Requirements for Importers Under the Food Safety Modernization Act
Food Modernization Safety Act
On January 4, 2011, President Obama signed the Food Safety Modernization Act, a proactive reform aiming to protect the U.S. food supply by enforcing supply chain safety standards and regulations. Under the FSMA, the Food and Drug Administration has the ability to hold imported food to the same standards as food produced domestically through the cooperation of local and state authorities. U.S. importers need to ensure that both their food facilities, as well as their foreign suppliers’ food facilities are registered in the U.S. as well. Further, all foreign suppliers need to enact preventative measures to protect the integrity and safety of their products in accordance with the U.S. FDA’s safety standards.
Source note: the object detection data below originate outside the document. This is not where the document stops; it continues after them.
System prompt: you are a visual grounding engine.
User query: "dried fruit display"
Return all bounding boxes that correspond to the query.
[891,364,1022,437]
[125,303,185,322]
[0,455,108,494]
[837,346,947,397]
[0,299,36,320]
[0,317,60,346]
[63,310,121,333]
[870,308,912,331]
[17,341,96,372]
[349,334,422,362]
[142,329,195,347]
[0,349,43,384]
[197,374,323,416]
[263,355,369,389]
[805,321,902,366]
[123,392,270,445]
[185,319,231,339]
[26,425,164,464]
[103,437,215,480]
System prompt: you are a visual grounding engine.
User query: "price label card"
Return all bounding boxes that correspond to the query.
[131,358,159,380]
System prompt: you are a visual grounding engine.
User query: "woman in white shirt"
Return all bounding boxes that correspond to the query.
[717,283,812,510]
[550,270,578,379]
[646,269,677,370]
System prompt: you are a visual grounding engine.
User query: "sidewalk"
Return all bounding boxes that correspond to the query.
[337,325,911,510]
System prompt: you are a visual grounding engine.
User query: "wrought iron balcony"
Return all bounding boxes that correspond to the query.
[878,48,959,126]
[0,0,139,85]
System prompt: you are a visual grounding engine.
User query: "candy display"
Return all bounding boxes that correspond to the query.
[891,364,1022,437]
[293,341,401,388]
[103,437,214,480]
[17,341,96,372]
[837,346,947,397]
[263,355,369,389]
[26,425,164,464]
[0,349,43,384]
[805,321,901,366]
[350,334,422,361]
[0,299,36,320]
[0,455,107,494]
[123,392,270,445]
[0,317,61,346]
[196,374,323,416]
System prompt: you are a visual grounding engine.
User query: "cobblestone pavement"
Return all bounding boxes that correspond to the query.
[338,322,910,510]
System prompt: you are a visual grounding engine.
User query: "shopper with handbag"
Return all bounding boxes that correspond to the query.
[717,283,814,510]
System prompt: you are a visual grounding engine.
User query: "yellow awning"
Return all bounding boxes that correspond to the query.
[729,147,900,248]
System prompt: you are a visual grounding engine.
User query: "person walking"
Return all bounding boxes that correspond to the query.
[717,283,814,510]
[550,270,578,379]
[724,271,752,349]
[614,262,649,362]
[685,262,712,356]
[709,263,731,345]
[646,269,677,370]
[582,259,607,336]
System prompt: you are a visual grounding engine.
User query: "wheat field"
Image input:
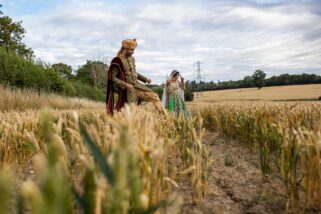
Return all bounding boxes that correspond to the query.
[194,84,321,103]
[0,86,321,214]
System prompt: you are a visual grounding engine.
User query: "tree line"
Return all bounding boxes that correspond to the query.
[0,5,108,101]
[186,70,321,92]
[0,4,321,101]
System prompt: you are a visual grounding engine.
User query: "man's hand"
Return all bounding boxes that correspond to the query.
[126,83,135,92]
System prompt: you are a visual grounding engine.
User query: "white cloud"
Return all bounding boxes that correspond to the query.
[7,0,321,83]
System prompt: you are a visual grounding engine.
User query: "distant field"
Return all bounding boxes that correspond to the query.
[193,84,321,103]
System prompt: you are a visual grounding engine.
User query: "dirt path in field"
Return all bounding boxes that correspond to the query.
[178,133,286,214]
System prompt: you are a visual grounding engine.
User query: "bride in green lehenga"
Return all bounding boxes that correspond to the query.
[162,70,191,117]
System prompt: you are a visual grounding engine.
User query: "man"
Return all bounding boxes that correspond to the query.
[106,39,167,115]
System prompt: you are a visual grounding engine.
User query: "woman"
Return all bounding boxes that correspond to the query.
[162,70,191,117]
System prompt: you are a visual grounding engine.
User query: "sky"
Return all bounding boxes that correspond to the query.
[0,0,321,84]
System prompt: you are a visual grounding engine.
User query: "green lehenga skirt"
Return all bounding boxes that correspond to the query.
[168,94,192,117]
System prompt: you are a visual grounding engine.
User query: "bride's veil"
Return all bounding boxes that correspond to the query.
[162,70,185,107]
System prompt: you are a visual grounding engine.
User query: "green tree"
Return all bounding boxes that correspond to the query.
[51,63,74,80]
[76,60,108,87]
[0,5,33,59]
[252,70,266,89]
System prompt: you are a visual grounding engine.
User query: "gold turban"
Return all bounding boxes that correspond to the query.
[122,39,137,49]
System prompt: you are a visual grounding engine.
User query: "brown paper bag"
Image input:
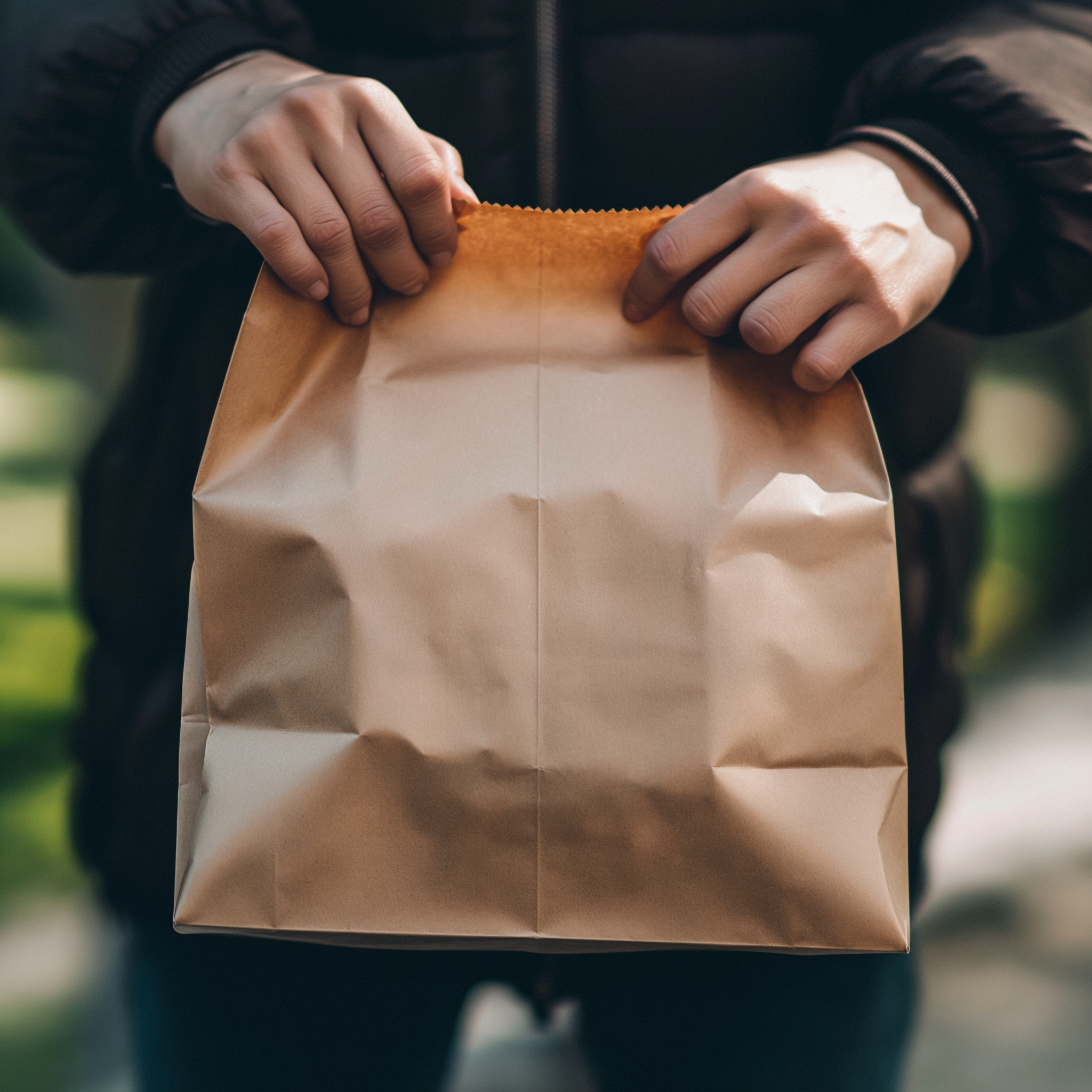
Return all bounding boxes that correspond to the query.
[176,206,909,951]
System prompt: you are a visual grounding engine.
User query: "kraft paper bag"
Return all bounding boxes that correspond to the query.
[176,205,909,951]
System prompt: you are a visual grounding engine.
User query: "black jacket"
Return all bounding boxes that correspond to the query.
[0,0,1092,917]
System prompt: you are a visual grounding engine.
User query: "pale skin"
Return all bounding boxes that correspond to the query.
[154,52,971,391]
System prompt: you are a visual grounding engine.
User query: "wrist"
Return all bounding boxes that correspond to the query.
[839,140,973,277]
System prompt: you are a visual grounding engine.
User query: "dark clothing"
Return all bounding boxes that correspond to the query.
[0,0,1092,920]
[129,927,913,1092]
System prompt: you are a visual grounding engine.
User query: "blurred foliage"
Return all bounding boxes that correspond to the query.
[0,208,94,1092]
[963,315,1092,673]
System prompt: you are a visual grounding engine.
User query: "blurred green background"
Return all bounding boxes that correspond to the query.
[0,220,136,1092]
[0,208,1092,1092]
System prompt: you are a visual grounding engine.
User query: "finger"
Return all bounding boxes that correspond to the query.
[223,176,330,299]
[359,80,459,266]
[739,262,846,353]
[316,140,428,296]
[793,303,899,392]
[425,133,480,204]
[622,182,750,322]
[682,229,808,340]
[266,159,371,325]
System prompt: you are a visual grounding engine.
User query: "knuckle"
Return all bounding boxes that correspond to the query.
[234,114,284,156]
[280,84,330,121]
[737,167,790,205]
[400,155,448,204]
[644,231,687,280]
[682,285,724,338]
[351,75,391,104]
[793,202,848,247]
[739,306,790,353]
[799,349,845,387]
[357,203,404,251]
[212,150,246,186]
[307,213,353,253]
[253,212,294,252]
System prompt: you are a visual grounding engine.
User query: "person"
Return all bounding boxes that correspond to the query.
[0,0,1092,1092]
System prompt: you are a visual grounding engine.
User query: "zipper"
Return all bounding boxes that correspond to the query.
[535,0,559,208]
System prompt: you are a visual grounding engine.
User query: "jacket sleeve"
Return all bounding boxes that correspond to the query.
[0,0,312,273]
[834,2,1092,333]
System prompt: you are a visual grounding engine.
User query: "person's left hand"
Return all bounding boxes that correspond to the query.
[622,142,971,391]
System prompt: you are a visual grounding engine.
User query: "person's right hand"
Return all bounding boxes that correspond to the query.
[154,52,477,325]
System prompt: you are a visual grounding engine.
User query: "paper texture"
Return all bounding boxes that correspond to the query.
[176,205,909,951]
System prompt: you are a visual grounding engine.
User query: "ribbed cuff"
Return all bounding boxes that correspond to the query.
[117,15,285,197]
[829,118,1018,323]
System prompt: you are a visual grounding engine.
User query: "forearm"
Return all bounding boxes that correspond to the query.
[836,3,1092,332]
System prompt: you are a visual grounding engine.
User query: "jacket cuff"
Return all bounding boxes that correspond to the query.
[116,17,285,200]
[828,118,1019,317]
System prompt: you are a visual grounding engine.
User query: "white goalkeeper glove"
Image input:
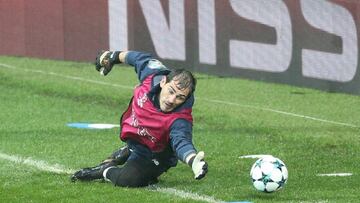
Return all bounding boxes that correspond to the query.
[187,151,208,180]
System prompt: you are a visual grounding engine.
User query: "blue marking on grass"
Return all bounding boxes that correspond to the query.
[226,201,252,203]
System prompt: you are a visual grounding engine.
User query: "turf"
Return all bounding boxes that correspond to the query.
[0,56,360,203]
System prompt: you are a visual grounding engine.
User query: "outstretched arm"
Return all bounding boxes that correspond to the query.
[95,51,167,81]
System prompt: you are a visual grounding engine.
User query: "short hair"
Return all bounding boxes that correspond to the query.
[166,68,196,96]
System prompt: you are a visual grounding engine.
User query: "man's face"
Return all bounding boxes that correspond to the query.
[159,77,190,112]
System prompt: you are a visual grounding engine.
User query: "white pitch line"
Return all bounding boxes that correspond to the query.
[0,152,224,203]
[239,154,272,159]
[0,152,75,174]
[317,173,352,176]
[0,63,359,128]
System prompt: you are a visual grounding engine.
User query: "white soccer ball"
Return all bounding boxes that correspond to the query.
[250,156,288,193]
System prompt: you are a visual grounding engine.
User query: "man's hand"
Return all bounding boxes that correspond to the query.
[191,151,208,180]
[95,51,120,76]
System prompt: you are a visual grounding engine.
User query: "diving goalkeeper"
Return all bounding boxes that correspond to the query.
[71,51,208,187]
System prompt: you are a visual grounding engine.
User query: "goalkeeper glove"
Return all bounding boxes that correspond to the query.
[95,51,121,76]
[188,151,208,180]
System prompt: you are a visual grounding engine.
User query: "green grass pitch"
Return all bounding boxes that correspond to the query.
[0,56,360,203]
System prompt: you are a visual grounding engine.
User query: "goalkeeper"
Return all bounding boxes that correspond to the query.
[71,51,207,187]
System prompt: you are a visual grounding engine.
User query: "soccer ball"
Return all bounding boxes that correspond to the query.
[250,156,288,193]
Food Safety Modernization Act Implementation & Requirements
Per the FMSA, importers need to:
1. Properly register their company with the FDA – All foreign and domestic facilities need to renew their registration every other year
2. Produce a written safety plan that addresses hazards in their facility
3. Document measures to uphold FSMA and proactive measures to prevent threats to the food supply
4. Develop a recall plan that dictates how each product is produced and handled
5. Anticipate additional surveillance and sampling when imports cross the border
Under the Food Safety Modernization Act, the FDA has the ability to enforce mandatory recalls for un-registered facilities as well as the ability to suspend a facility’s registration, which essentially shuts down the entity’s operational capabilities. The FDA only needs “a reason to believe” a facility or company is non-compliant to take action against them – they are able to detain a shipment for a short period of time in order to formally take legal action. Importers should expect new fees to be assessed for the inspection of both foreign and domestic facilities to ensure compliance. Also, importers may be assessed re-inspection fees in the event a facility does not initially meet the FSMA’s standards, which can be costly.
According to the FDA, “it may refuse admission of human or animal food importations for food safety concerns – such as intentional or unintentional contamination of an article of food”. Articles of food that have been denied entry in other countries are flagged as the goods may also violate U.S. law.